Гальярд кривился, отводил глаза. Все ему было мерзостно, даже самые дорогие лица. Отец Гильем распорядился, чтобы больного хотя бы пищей порадовали, и сам принес ему горшочек розового вина; что может быть веселее, чем пить вино вдвоем с таким товарищем — однако вкус виноградной сладости был горек для Гальярда, как желчь и уксус. Исповедаться бы — и вино бы вкус обрело, и весна снова стала бы весной, пасхальным временем, а сломанная нога из метки Каина сделалась бы всего лишь сломанной ногой; однако не шла у него с уст исповедь отцу Гильему — в грехах против Бернара и того же отца Гильема! Хоть что-то должно сохраниться у вас в кошельке, если все уже потрачено; и Гальярд хотел сберечь свою последнюю монетку — остаться в глазах дорогого настоятеля хорошим. Только его осуждения ему сейчас не хватало… После того, как отец Гильем дружески рассказал ему о тяжелых процессах в Сорезе и Аурьяке, посетовал на сопротивление местных властей в Лавауре, помолился о здравии, положив отцовскую целительную руку на больную Гальярдову конечность… После того, как вручил ему для утешения подарочек из Ла-Бесседа — деревянную ложку с ручкой в виде бегущего пса: «Видишь, ложка у него вместо факела: будем подражать нашему отцу как уж умеем! Если найдешь, что ей черпать, в будущих походах пригодится». В виде послабления дал больному сыну особое позволение читать службы в одиночку и лежа в постели, ну, если даже присесть никак не получится… И так и оставил Гальярда с книгой проповедей святого Григория в руках, с печальным сердцем и помещенной в шину неподъемной ногой. Благословил на прощание. Обещал, если будет время, из Авиньонета ехать не сразу в Тулузу, а прежде навестить его в Пруйле, а то и с собой забрать, если тот хоть как-нибудь ходить к тому дню сможет. Ушел, таким и остался для Гальярда в вечности — стоящим в дверях, уходящим, вечно занятым, спешащим к собственной святости, уже так скоро — уходящим, и никак невозможно подняться и пойти следом.

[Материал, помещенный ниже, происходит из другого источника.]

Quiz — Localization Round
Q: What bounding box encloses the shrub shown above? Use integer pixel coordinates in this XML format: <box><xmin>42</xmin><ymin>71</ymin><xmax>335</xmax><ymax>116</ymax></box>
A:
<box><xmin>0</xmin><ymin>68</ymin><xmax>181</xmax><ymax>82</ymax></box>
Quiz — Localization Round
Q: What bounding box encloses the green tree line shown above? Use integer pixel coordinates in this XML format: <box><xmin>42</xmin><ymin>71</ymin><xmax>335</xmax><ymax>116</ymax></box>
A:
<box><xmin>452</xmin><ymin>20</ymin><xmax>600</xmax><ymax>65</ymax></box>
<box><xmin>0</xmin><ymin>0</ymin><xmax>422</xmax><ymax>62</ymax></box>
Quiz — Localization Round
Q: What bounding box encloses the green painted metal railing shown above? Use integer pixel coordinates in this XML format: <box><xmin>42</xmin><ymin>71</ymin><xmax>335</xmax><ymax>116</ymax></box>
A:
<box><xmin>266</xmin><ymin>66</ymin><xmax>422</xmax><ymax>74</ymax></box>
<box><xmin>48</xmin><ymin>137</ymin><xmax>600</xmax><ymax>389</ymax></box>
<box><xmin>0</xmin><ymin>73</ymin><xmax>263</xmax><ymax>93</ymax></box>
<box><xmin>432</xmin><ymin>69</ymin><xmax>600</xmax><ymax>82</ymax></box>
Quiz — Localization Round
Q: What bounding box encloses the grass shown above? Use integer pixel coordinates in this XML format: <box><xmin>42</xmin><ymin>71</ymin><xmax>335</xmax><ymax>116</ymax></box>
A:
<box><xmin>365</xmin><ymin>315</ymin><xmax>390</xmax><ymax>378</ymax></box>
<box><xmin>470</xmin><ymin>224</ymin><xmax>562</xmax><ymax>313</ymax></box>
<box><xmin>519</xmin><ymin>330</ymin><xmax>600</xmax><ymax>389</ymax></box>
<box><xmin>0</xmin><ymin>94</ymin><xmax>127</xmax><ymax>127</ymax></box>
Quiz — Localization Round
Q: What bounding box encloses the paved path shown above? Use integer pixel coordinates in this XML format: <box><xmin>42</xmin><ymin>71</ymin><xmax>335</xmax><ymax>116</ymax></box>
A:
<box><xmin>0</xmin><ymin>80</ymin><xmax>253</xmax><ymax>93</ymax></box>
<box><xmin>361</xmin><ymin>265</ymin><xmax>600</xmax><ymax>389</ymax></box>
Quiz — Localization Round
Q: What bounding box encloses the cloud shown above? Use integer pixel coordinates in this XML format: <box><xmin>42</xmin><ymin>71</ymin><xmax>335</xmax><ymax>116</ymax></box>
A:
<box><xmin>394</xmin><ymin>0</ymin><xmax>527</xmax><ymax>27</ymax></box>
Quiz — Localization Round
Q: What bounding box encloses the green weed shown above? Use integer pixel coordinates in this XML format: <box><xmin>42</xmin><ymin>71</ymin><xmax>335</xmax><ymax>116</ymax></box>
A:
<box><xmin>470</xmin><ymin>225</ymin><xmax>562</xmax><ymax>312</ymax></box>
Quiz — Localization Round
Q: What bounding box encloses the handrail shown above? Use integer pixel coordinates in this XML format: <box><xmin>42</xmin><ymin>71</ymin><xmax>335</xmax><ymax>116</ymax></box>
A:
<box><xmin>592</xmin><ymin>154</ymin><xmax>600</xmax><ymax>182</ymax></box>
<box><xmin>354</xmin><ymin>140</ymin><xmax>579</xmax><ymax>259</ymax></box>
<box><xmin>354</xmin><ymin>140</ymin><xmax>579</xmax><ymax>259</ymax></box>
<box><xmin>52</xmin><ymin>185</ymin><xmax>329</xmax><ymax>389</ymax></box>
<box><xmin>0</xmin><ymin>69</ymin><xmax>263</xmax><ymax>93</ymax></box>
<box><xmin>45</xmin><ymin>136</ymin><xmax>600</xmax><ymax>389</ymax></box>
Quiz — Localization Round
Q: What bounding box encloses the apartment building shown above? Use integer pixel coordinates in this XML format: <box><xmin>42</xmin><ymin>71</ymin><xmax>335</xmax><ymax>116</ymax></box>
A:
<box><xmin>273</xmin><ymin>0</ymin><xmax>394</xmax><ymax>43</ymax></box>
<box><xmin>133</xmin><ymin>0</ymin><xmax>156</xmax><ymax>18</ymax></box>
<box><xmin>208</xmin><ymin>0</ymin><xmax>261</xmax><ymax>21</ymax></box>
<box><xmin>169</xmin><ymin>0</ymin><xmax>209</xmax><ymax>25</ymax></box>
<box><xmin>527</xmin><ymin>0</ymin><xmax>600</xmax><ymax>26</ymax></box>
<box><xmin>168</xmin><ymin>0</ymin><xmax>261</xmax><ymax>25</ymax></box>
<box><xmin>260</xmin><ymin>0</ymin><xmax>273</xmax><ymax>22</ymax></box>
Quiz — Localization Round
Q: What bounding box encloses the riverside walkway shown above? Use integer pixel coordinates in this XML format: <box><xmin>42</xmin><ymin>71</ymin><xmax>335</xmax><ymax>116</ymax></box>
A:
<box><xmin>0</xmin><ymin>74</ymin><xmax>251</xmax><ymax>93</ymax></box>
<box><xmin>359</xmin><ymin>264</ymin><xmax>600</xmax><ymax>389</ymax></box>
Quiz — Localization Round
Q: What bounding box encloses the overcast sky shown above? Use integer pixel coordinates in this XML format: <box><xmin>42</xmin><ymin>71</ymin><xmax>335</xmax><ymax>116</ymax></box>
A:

Еще брат Бернар заходил попрощаться. На него Гальярд, считай, и не смотрел. Нарочно отворачивался, еще сильнее злясь на то, что был Бернар в сущности ни в чем не виноват, что он искренне жалел о братней незадаче, и сам легко бы отказался от повторения секретарского опыта — настолько жизнь в эскорте инквизиторов его пугала и утомляла. Желая повеселить Гальярда, Бернар рассказал несколько историй про товарищей: про то, как они с постоянно помаленьку цеплялись друг к другу с Раймоном Карбоном, секретарем францисканского напарника отца Гильема, и как отец Гильем дал ему за то недельную епитимию — поститься строго и каждый день после каждого чтения правила зачитывать вслух постановление последнего Генерального Капитула Иордана Саксонского: «…Ни в коем случае не должны они говорить дурно о францисканцах между собой или же с другими людьми, как бы близко таковых ни знали…» А Раймон, Брат Меньший, смущался еще больше Бернара, уже слышать не мог этого благочестивого отрывка без краски в лице, и наконец упросил своего главу отца Этьена наказать и его за злословие. Так вместе они и постились остаток недели на хлебе и воде, с неожиданной симпатией друг на друга взглядывая. Попробовал Бернар говорить и о процессе, и через много лет брат Гальярд с глубочайшей тоской вспоминал, как Бернар пытался поделиться с ним своим страхом — «Самое трудное тут — это людскую ненависть видеть… и чувствовать» — и как слеподушный Гальярд замкнул от него свой слух. Не удалось общение. Не удалось. Двое лучших друзей расстались в смутном раздражении друг на друга. Если бы Гальярда спросили, что и кому труднее всего простить — он ответил бы: труднее всего простить истинно близкому, и простить то, в чем нет настоящей моральной вины.